Māori Researcher slams MOTU report as flawed analysis

The released report “Indigenous Belief in a Just World: New Zealand Maori and other Ethnicities Compared” by the MOTU Policy and Research Unit is uninformed and misinterprets data related to Māori values, states University of Waikato Research Director Associate Professor Leonie Pihama.

“I am appalled at how MOTU can produce such an uninformed analysis in regards to Māori understandings and values. It highlights a disturbing arrogance on the part of the three Pakeha male authors that they assume they know what underpins Māori thinking, when clearly they do not.”

The report draws on data from the World Values Survey from the 1998, 2004 and 2011 surveys. Only 7.7% of the participants are Māori and the authors compare Māori responses to non-Māori. The researchers “compare Maori to a left-right political spectrum of non- Maori. We then benchmark our results against a comparison of black and non-black Americans”.

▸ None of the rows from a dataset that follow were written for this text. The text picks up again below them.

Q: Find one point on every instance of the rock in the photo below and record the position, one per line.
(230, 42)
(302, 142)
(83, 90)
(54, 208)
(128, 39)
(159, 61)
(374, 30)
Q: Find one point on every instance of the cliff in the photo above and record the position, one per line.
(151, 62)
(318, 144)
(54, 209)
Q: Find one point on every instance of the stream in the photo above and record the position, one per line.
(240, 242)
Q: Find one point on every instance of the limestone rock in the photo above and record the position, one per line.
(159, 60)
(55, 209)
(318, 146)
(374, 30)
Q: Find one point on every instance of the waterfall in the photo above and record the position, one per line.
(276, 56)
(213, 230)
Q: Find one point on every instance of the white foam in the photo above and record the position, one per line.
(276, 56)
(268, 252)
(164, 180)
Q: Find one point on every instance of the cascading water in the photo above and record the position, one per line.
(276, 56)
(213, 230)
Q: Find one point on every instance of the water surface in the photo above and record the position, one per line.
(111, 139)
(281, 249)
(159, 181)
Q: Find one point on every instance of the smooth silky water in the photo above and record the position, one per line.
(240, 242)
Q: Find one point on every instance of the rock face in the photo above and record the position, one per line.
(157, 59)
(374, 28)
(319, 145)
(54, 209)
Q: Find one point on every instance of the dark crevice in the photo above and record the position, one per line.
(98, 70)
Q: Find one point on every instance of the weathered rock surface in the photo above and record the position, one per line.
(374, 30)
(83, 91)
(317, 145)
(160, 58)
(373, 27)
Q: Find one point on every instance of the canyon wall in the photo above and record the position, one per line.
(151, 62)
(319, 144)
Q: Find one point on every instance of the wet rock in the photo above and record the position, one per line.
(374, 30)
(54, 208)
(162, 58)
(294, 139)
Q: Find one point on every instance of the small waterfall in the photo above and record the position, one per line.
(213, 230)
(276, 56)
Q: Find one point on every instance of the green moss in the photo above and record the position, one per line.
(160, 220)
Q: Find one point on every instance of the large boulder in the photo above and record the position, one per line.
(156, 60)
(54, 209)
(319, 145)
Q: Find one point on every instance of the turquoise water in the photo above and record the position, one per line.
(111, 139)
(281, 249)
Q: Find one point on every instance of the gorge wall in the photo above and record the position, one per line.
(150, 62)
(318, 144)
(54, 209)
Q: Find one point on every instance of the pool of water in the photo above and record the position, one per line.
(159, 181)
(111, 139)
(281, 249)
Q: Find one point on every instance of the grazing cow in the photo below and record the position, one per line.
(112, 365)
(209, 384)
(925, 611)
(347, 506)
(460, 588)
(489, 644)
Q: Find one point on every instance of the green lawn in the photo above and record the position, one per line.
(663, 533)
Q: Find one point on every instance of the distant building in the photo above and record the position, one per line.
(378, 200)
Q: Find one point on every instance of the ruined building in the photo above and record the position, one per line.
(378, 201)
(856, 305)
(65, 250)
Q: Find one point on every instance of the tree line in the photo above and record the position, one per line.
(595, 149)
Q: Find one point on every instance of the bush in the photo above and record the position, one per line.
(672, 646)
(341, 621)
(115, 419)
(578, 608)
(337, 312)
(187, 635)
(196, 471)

Dr Pihama notes that the research is flawed on multiple grounds:

1. The researchers make significant sweeping statements when they clearly do not have the cultural knowledge or experience to do so.

2. The comparison to left-right political spectrum is overly simplistic given that Māori voters are much more diverse and complex and often move across the political spectrum.

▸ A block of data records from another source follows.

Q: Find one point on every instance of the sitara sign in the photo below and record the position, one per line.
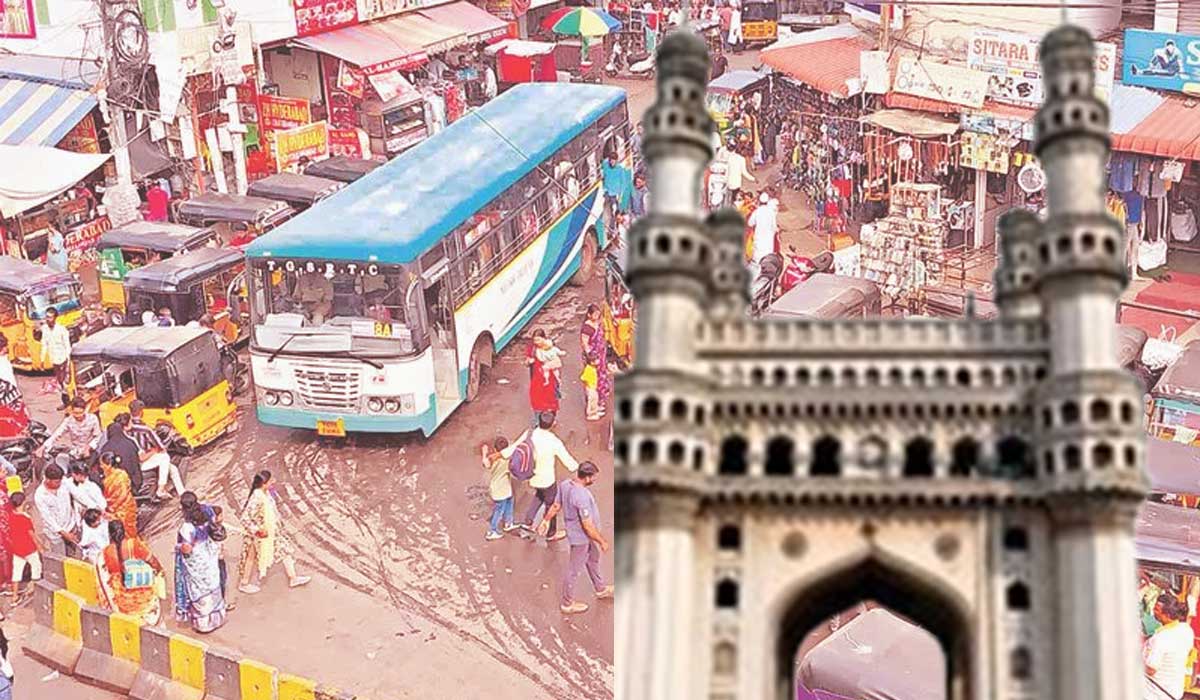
(1168, 61)
(1011, 61)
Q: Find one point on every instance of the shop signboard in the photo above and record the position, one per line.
(1167, 61)
(953, 84)
(319, 16)
(1014, 71)
(282, 113)
(310, 141)
(17, 19)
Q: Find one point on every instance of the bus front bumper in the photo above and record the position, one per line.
(424, 423)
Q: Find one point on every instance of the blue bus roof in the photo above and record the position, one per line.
(399, 210)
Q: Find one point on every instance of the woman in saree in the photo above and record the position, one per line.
(119, 495)
(267, 540)
(198, 599)
(121, 554)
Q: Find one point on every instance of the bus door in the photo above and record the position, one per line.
(439, 306)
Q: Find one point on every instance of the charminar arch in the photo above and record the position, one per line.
(977, 477)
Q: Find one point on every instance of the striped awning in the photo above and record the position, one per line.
(39, 113)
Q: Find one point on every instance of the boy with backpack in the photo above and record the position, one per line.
(499, 488)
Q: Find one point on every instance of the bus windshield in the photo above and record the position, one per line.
(354, 307)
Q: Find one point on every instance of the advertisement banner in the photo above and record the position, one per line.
(282, 113)
(309, 142)
(954, 84)
(318, 16)
(1014, 73)
(1167, 61)
(17, 19)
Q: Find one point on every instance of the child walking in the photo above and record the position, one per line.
(24, 548)
(499, 488)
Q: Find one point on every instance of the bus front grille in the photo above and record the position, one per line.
(333, 389)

3. Assuming Māori responses may be compared to African American shows an obvious lack of awareness of the researchers of indigenous positioning as opposed to those of minority oppressed groups.



4. The researchers clearly interpret Māori responses through a white male lens which assumes that in making selections in the survey our people do so thinking in the same way as Pakeha men. That is not the case and as such the interpretation of the data set is totally inappropriate and is reflective more of the researchers’ bias than it is of Māori understandings.

Dr Pihama states that an example of the lack of understanding by the report authors is their comment in regards to Māori views of abortion.

“They write that Māori ‘tend to be religious conservatives in the sense of being averse to, for example, abortion’.

“What this highlights is that the authors see the only reason for being averse to abortion is due to religion. However that is not the case, often our people are looking at whakapapa and whangai as cultural frameworks in regards to providing alternatives for our people. That has nothing to do with ‘religious conservativism’.”